Characterizing the Influence of Topology on Graph Learning Tasks
Kailong Wu, Yule Xie, Jiaxin Ding, Yuxiang Ren, Luoyi Fu, Xinbing Wang, Chenghu Zhou
TL;DR
This work addresses how graph topology influences GNN performance by introducing TopoInf, an edge-level metric that quantifies the compatibility between topology and downstream tasks through a graph-filter perspective. By modeling topology via $\boldsymbol{f}(\mathbf{A})$ and the ideal signal $\mathbf{L}$, the authors define a global compatibility score $\mathcal{C}(\mathbf{A})=\mathcal{I}(\mathbf{A})-\lambda\mathcal{R}(\mathbf{A})$ and an edge-wise influence measure $\nabla\mathcal{C}_{\mathbf{A}}(e_{ij})$, enabling local topology analysis and optimization. Theoretical grounding is provided via contextual SBMs, showing how the bias term $\|\boldsymbol{f}(\mathbf{A})\mathbf{L}-\mathbf{L}\|$ and the regularization term $\|\boldsymbol{f}(\mathbf{A})\|$ jointly shape learning, complemented by motivating experiments and extensive real-data validation.

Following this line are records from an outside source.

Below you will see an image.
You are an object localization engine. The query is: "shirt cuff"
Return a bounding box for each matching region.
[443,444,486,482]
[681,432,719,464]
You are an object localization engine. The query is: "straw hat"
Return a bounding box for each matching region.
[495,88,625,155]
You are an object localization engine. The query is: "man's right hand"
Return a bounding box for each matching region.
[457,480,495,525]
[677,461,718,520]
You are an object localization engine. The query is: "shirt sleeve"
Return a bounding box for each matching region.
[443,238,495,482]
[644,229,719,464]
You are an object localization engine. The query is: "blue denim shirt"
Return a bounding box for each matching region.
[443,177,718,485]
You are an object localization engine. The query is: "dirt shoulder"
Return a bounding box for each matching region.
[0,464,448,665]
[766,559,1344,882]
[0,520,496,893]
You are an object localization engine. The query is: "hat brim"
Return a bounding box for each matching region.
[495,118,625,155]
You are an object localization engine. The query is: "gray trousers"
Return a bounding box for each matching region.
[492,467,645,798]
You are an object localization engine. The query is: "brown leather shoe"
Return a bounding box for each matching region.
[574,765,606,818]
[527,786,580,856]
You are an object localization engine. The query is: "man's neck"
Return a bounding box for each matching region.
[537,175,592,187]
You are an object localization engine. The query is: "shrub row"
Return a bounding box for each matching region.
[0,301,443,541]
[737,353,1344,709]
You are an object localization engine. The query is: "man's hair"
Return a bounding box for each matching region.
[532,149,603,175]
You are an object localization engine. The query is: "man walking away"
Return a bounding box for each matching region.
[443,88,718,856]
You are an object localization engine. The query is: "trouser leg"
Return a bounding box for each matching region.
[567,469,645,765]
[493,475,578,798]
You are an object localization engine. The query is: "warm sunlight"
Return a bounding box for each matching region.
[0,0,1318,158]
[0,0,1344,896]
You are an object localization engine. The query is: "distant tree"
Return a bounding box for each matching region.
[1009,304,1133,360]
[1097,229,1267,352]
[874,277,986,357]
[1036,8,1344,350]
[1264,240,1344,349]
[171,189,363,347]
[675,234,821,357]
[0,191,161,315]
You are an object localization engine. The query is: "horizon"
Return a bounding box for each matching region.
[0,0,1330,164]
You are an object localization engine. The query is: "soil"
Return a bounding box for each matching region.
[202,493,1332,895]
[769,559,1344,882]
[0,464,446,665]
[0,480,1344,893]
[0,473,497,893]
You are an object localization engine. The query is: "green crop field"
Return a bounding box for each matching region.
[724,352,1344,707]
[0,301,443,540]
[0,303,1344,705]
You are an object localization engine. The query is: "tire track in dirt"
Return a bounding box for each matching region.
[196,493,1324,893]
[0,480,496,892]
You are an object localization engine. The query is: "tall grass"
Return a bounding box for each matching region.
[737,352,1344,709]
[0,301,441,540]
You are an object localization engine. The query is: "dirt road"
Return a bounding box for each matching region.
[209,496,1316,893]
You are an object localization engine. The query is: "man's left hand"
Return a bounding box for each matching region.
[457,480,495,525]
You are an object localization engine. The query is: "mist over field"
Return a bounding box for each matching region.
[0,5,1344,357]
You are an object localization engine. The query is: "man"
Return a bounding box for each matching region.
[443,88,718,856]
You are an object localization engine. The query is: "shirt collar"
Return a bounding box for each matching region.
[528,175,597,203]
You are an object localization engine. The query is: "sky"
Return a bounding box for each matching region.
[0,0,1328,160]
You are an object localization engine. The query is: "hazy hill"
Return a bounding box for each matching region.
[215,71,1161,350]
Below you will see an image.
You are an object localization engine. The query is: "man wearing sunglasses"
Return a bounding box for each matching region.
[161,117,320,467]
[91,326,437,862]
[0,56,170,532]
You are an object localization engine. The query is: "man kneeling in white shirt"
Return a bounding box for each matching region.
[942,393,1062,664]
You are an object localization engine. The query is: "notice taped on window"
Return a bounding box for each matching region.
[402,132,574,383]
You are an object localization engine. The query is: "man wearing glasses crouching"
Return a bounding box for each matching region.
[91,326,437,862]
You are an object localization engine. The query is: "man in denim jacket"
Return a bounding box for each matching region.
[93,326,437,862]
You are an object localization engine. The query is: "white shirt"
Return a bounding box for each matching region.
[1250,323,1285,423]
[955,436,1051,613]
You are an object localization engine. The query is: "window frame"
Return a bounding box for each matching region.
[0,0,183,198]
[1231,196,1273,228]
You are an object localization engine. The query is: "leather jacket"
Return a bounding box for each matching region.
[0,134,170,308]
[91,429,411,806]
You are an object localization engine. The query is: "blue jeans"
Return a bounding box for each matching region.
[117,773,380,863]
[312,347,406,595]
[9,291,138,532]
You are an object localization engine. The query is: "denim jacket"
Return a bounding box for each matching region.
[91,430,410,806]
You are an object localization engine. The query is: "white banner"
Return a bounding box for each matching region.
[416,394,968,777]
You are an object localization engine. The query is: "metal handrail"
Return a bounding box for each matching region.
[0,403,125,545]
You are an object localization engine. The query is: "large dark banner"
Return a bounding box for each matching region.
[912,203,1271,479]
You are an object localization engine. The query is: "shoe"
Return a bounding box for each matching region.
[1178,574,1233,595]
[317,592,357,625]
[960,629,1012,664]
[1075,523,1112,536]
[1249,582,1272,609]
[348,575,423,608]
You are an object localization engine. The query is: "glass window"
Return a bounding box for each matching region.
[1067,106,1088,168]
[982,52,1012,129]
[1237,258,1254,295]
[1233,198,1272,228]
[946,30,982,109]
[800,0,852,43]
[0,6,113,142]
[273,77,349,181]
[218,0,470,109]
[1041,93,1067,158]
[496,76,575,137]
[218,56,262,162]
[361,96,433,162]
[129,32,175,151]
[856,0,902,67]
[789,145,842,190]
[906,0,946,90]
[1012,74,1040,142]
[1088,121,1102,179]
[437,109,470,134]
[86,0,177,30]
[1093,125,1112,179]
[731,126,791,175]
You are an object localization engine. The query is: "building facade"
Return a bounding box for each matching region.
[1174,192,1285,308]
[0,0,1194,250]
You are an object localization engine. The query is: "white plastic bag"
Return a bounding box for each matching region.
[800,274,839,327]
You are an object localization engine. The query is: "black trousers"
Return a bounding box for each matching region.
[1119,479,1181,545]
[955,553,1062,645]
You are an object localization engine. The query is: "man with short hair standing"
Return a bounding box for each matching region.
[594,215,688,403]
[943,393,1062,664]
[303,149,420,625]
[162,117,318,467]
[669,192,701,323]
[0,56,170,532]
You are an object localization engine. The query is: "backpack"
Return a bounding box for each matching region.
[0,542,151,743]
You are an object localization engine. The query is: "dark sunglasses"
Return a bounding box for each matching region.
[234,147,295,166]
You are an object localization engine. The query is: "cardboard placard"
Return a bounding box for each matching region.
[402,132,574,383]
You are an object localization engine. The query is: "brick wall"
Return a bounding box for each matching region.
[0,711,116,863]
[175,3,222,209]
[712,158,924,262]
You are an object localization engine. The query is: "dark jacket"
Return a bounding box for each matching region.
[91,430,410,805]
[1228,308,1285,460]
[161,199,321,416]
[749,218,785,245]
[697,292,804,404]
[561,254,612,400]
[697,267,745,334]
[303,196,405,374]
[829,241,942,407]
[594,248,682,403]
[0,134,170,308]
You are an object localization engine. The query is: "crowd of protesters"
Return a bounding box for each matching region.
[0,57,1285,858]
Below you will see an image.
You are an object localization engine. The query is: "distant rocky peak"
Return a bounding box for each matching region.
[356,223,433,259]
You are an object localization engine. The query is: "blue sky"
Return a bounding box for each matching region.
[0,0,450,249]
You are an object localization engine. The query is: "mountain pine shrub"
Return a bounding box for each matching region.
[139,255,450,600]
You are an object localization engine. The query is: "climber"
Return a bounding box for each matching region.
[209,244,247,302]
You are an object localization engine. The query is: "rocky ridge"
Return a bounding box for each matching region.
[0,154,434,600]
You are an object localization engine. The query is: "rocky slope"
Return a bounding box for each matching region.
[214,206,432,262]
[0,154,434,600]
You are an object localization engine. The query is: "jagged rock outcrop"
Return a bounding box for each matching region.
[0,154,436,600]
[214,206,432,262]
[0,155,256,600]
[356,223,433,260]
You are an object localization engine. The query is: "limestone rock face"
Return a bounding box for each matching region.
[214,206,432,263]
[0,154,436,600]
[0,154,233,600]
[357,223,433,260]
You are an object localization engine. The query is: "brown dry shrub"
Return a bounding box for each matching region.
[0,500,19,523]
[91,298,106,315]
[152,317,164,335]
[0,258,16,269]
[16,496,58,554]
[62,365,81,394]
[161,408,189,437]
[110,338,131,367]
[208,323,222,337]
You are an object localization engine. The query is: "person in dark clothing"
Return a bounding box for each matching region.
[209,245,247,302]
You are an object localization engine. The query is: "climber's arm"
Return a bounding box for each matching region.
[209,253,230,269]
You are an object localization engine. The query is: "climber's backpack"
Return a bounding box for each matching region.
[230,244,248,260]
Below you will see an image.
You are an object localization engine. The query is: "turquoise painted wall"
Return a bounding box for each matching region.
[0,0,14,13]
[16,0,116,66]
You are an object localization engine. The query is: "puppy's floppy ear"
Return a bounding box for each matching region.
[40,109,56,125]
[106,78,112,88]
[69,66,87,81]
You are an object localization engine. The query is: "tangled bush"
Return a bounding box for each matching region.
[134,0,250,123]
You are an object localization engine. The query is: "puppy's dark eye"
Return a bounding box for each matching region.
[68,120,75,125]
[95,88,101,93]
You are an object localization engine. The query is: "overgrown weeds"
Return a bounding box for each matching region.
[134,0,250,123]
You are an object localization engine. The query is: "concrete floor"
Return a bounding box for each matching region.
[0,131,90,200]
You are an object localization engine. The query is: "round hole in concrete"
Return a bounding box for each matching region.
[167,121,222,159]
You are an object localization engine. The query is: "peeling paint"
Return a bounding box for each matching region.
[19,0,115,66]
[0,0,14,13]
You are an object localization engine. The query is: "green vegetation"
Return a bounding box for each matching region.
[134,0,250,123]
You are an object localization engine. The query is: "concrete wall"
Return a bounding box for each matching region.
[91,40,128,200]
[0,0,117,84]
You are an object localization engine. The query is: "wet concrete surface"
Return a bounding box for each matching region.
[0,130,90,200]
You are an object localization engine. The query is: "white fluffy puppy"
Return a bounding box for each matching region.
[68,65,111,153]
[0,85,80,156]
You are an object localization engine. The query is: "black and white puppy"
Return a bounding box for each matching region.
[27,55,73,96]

Empirically, TopoInf-guided topology modification and DropEdge strategies improve performance across nine GNNs and multiple datasets, demonstrating practical utility for topology-aware graph learning and interpretability.
Abstract
Graph neural networks (GNN) have achieved remarkable success in a wide range of tasks by encoding features combined with topology to create effective representations. However, the fundamental problem of understanding and analyzing how graph topology influences the performance of learning models on downstream tasks has not yet been well understood. In this paper, we propose a metric, TopoInf, which characterizes the influence of graph topology by measuring the level of compatibility between the topological information of graph data and downstream task objectives. We provide analysis based on the decoupled GNNs on the contextual stochastic block model to demonstrate the effectiveness of the metric. Through extensive experiments, we demonstrate that TopoInf is an effective metric for measuring topological influence on corresponding tasks and can be further leveraged to enhance graph learning.